Sensing a desire by bartenders for the pungent spirits of yore, Haus Alpenz’s Eric Seed worked with cocktail historian David Wondrich to create the now beloved Smith & Cross in 2009. A 114-proof blend of rums from several distilleries, including the legendary Hampden Estate, the rum’s distinct aroma of overripe banana and leather is instantly recognizable. A bottle of Smith & Cross is now de rigueur in tiki bars across the globe.

Following that success, other affordable Jamaican expressions, like Doctor Bird and Hamilton Jamaican Black and Gold rums, have trickled into markets, but often have limited distribution. That’s why Plantation Rum master blender Alexandre Gabriel believes the market for funky, mixable rums is far from saturated. As a partial owner of Jamaica’s Clarendon and Long Pond distilleries, Gabriel has direct access to the rums comprising the recently announced Plantation Xaymaca Special Dry. Described as “rum true to its Jamaican terroir and ancestry in all its pungent and complex intensity,” he hopes Xaymaca will take its place along other “high-hogo” offerings around the globe.

Of all the efforts to revive the great rums of tiki’s hallowed past, perhaps the best known story is of Plantation’s O.F.T.D. Overproof. In mid-2015, Gabriel of Plantation convened a panel of seven tiki and rum experts, including Cate, Berry and Wondrich, with a mission to create the perfect overproof tiki rum. The result was a 138-proof blend of Barbados, Guyana and Jamaica rums that was quickly adopted by bartenders around the globe. “We created a hybrid of two rum styles used frequently in tiki—an overproof demerara with spice and smoke notes, and an aromatic, overproof dark Jamaican,” explains panelist Paul McGee of Chicago’s Lost Lake. “Bartenders needed something like this when making tropical cocktails with six or seven other ingredients.”

Another tiki staple is the dark, earthy Lemon Hart 151 from Guyana. “It throws its weight around and adds character to complicated recipes without crushing the other ingredients with its smokiness,” says Jason Alexander of Devil’s Reef in Tacoma, Washington. The rum is so important to purists that, when it disappeared in recent years, renowned rum historian and importer Ed Hamilton sourced his own version from the same distillery, yielding Hamilton 151 Overproof.

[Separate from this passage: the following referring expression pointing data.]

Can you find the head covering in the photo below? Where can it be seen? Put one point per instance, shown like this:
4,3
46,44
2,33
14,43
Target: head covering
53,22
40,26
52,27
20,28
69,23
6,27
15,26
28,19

At the other end of the spectrum are bartenders, both amateur and professional, concocting their own elaborate blends from off-the-shelf rums. One longstanding obsession is replicating Kohala Bay, another mythical Jamaican rum used most notably by Ft. Lauderdale tiki mecca, the Mai Kai, in many of its signature cocktails. “Kohala Bay was an anomaly—a low-budget rum in plastic one-liter bottles that nevertheless became the perfect dark Jamaican rum for classic tiki cocktails,” explains the Atomic Grog’s Jim “Hurricane” Hayward, himself among the diehards who have put their heads together to craft rum blends that approximate Kohala’s flavor profile.

No one can say for sure how well these blends mimic the original. But, says Hayward, “quite a few come close.”